Building Sqoop2 from source code


Building Sqoop2 from source code

This guide will show you how to build Sqoop2 from source code. Sqoop is using maven as build system. You you will need to use at least version 3.0 as older versions will not work correctly. All other dependencies will be downloaded by maven automatically. With exception of special JDBC drivers that are needed only for advanced integration tests.

Downloading source code

Sqoop project is using git as a revision control system hosted at Apache Software Foundation. You can clone entire repository using following command:

git clone https://git-wip-us.apache.org/repos/asf/sqoop.git sqoop2

Sqoop2 is currently developed in special branch sqoop2 that you need to check out after clone:

cd sqoop2
git checkout sqoop2

Building project

You can use usual maven targets like compile or package to build the project. Sqoop supports two major Hadoop revisions at the moment - 1.x and 2.x. As compiled code for one Hadoop major version can’t be used on another, you must compile Sqoop against appropriate Hadoop version. You can change the target Hadoop version by specifying -Dhadoop.profile=$hadoopVersion on the maven command line. Possible values of $hadoopVersions are 100 and 200 for Hadoop version 1.x and 2.x respectively. Sqoop will compile against Hadoop 2 by default. Following example will compile Sqoop against Hadoop 1.x:

mvn compile -Dhadoop.profile=100

Maven target package can be used to create Sqoop packages similar to the ones that are officially available for download.
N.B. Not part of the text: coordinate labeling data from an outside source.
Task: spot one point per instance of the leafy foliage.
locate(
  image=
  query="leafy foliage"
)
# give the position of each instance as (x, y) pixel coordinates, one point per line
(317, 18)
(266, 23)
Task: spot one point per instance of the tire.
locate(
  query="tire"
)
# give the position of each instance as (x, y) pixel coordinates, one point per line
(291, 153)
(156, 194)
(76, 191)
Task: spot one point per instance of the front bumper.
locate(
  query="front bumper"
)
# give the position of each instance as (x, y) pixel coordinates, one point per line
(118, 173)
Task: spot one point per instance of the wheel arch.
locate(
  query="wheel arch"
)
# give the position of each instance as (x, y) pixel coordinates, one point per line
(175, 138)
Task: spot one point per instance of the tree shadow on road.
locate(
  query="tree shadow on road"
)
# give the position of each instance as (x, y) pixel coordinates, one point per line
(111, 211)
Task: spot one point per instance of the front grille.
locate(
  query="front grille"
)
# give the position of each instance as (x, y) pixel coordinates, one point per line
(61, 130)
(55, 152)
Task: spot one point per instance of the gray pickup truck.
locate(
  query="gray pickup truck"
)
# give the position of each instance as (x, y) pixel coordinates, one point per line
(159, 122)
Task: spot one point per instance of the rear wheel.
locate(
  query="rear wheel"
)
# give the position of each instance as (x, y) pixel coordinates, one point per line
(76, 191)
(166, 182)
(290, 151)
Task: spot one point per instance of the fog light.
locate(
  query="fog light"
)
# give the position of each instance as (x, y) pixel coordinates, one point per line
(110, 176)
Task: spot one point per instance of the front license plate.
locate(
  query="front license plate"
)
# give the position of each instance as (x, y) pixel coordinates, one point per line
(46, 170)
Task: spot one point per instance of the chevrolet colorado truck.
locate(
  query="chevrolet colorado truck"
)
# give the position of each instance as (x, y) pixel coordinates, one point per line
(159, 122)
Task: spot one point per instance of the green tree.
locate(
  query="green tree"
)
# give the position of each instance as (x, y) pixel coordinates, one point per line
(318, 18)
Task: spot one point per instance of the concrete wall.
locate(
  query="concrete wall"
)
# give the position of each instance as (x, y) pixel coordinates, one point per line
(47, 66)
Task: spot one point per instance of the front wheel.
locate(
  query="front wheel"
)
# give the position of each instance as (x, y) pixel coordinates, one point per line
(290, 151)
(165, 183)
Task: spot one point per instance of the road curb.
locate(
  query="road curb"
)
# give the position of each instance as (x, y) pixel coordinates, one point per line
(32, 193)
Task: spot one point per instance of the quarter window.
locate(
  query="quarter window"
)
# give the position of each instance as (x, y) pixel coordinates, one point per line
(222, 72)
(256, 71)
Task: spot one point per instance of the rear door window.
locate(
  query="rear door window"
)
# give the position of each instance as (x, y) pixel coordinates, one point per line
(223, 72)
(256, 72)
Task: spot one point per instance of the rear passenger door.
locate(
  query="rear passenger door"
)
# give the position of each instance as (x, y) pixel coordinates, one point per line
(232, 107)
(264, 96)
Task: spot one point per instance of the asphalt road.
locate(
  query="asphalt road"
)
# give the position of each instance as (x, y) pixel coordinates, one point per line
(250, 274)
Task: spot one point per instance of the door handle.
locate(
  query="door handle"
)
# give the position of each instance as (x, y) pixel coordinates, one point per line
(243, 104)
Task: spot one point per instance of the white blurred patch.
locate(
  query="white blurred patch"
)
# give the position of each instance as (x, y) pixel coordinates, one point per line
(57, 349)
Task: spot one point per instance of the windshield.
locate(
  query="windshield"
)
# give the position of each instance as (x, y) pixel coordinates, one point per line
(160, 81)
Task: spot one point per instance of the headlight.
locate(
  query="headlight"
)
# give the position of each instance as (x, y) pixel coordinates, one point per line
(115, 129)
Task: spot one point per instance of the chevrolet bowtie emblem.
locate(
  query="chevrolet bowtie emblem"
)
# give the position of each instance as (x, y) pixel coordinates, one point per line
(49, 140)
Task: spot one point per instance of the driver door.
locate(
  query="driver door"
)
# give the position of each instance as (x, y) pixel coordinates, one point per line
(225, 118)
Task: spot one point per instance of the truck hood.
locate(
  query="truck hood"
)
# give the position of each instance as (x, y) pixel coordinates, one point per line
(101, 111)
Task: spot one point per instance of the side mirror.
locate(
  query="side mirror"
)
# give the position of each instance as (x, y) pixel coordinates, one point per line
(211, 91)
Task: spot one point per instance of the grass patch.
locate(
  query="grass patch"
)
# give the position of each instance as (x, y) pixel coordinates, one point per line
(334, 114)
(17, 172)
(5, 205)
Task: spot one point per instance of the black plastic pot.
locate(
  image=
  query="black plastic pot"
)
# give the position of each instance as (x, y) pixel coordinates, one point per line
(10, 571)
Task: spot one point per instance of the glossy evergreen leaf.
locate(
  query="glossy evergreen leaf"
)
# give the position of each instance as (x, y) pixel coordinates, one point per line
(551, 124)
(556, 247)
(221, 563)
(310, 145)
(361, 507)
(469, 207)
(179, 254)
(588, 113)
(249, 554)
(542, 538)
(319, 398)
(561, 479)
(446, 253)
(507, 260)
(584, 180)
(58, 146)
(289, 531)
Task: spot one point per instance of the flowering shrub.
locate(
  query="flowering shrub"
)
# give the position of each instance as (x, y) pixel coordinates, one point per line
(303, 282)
Sqoop will build only source tarball by default. You need to specify -Pbinary to build binary distribution. You might need to explicitly specify Hadoop version if the default is not accurate.

mvn package -Pbinary

Running tests

Sqoop supports two different sets of tests. First smaller and much faster set is called unit tests and will be executed on maven target test. Second larger set of integration tests will be executed on maven target integration-test. Please note that integration tests might require manual steps for installing various JDBC drivers into your local maven cache.

Example for running unit tests:

mvn test

Example for running integration tests:

mvn integration-test